Des financements non remboursables
Dans le cadre des financements non remboursables, c’est-à-dire les subventions, le Japon a réhabilité des pépinières dans les régions du Burkina Faso, comme au Nord, au Sahel, au Centre-Nord, au Centre, dans la Boucle du Mouhoun et au Centre-Ouest. Les milliers de plants utilisés chaque année pour les reboisements proviennent de ces pépinières, à en croire M. Gansoré. « Nous avons appuyé le Centre national de semences forestières et équipé son laboratoire pour des recherches en vue de la production de semences forestières de qualité. Parallèlement, nous avons construit des antennes régionales de semences forestières à Fada, Kaya, Dori et Bobo », déclare Cheick Assane Moctar Gansoré. A cela s’ajoute, la rénovation du CNSF, après les inondations du 1er septembre 2009.
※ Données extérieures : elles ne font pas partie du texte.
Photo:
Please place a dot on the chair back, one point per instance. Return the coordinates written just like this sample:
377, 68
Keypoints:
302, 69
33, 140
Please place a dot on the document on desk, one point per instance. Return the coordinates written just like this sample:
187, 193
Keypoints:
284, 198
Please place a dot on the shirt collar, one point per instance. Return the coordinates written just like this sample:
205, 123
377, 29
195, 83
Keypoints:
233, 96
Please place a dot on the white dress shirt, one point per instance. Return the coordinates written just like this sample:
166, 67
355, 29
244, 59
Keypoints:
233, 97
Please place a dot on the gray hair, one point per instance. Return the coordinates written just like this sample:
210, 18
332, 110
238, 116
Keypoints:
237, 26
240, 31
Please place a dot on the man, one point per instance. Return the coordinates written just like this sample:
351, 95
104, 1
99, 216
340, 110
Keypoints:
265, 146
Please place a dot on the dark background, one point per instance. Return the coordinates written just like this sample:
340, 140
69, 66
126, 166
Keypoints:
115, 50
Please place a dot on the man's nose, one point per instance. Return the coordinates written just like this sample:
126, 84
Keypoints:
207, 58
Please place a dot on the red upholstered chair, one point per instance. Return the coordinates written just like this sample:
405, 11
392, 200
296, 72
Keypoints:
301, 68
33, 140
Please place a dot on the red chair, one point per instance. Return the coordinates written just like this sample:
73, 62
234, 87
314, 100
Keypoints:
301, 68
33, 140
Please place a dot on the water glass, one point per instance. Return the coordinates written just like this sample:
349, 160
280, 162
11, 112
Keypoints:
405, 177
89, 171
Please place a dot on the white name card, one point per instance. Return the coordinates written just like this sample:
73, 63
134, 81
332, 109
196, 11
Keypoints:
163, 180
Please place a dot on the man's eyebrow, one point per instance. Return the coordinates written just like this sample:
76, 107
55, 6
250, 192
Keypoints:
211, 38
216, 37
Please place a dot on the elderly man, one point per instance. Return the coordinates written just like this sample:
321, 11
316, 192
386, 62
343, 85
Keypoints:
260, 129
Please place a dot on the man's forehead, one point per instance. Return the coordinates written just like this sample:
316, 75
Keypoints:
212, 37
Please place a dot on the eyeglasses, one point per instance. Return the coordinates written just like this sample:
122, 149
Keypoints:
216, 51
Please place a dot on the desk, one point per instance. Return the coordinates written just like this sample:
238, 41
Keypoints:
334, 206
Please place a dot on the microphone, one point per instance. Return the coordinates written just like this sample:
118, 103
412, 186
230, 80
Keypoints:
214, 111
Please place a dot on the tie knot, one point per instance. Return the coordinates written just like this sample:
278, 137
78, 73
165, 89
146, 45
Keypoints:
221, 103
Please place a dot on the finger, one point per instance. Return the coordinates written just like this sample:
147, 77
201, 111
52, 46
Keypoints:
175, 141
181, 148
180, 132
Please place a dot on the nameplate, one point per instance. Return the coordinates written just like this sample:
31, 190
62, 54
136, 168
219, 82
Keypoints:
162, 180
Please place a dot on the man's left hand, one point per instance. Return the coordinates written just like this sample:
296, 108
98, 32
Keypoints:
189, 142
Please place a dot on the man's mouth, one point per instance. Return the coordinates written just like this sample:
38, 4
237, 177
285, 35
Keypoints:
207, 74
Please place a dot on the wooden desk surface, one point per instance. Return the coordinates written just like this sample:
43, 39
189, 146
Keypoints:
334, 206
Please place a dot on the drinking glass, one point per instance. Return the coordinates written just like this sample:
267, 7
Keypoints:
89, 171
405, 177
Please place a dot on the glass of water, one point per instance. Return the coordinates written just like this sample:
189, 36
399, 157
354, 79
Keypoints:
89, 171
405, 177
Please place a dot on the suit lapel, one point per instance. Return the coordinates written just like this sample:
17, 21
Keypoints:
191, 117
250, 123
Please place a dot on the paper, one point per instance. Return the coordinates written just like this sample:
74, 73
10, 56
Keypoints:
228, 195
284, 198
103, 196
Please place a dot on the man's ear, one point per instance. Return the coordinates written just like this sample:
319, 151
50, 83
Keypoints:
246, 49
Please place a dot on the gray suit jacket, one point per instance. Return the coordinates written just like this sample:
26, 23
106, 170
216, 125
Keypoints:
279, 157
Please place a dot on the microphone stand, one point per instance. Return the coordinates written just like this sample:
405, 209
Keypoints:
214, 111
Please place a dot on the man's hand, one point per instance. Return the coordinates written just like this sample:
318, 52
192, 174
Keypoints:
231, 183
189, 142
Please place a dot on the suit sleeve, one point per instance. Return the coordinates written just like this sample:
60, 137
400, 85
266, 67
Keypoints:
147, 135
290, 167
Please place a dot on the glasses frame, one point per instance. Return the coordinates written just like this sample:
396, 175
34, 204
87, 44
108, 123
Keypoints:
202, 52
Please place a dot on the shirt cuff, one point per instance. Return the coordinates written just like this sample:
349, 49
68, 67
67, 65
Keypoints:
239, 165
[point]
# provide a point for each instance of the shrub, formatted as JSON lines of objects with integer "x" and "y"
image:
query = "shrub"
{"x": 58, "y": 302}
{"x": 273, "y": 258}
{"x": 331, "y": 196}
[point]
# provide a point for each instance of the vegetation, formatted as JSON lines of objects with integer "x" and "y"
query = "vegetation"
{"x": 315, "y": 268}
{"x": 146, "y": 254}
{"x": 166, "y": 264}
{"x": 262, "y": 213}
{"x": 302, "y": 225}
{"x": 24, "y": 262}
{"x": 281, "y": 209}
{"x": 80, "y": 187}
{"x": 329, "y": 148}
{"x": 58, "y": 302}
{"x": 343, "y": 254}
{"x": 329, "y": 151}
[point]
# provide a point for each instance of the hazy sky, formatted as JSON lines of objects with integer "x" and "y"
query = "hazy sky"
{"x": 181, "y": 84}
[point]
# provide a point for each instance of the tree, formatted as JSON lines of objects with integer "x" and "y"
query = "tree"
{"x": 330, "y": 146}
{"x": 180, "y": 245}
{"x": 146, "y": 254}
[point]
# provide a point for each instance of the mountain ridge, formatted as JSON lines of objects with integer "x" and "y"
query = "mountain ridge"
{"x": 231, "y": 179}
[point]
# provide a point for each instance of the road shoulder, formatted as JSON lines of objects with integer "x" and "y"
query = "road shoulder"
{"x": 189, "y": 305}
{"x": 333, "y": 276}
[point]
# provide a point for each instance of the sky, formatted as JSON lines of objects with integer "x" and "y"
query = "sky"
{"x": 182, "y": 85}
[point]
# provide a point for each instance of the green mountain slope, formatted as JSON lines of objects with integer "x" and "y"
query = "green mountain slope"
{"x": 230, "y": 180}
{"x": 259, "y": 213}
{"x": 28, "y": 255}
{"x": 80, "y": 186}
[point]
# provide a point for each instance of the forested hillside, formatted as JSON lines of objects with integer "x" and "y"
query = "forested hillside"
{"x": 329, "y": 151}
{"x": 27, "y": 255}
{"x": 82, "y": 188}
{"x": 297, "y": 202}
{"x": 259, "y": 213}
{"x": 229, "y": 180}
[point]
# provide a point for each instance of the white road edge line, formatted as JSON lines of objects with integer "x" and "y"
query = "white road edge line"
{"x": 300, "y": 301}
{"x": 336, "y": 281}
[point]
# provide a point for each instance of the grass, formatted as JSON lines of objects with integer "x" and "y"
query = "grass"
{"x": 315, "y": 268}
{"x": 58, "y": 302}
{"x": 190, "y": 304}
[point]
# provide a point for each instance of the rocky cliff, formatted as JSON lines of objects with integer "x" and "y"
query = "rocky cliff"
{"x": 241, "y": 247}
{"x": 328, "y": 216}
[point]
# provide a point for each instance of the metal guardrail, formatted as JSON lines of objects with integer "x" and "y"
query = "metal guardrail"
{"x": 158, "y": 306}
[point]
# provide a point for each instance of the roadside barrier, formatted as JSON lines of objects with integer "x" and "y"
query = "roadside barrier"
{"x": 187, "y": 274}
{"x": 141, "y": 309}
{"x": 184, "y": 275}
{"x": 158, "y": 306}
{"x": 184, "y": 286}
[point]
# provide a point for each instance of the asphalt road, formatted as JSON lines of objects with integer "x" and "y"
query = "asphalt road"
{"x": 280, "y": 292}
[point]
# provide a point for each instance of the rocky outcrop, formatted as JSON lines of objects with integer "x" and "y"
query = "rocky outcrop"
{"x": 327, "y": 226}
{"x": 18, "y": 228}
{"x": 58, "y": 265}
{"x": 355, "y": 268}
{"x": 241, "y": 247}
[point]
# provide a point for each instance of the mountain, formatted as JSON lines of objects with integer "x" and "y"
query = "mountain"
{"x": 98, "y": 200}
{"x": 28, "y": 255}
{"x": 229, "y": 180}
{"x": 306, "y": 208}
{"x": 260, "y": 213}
Enfin, la JICA a participé à la reconstruction quasi-totale, à hauteur de 4 milliards de F CFA, de l’Ecole nationale des eaux et forêts (ENEF) de Dindérésso dans la commune de Bobo-Dioulasso. Du constat sur le terrain, cette école est devenue un nouveau centre de formation clôturé avec un amphithéâtre de 700 places, un bloc administratif, des salles de classe (R+1), des réfectoires, des dortoirs (R+2 et bâtiments simples), des tables, des toilettes, un château d’eau, un plateau de sport et une dizaine de villas. L’école a également bénéficié, dans le cadre du financement de la JICA, d’un car de 70 places et d’un groupe électrogène.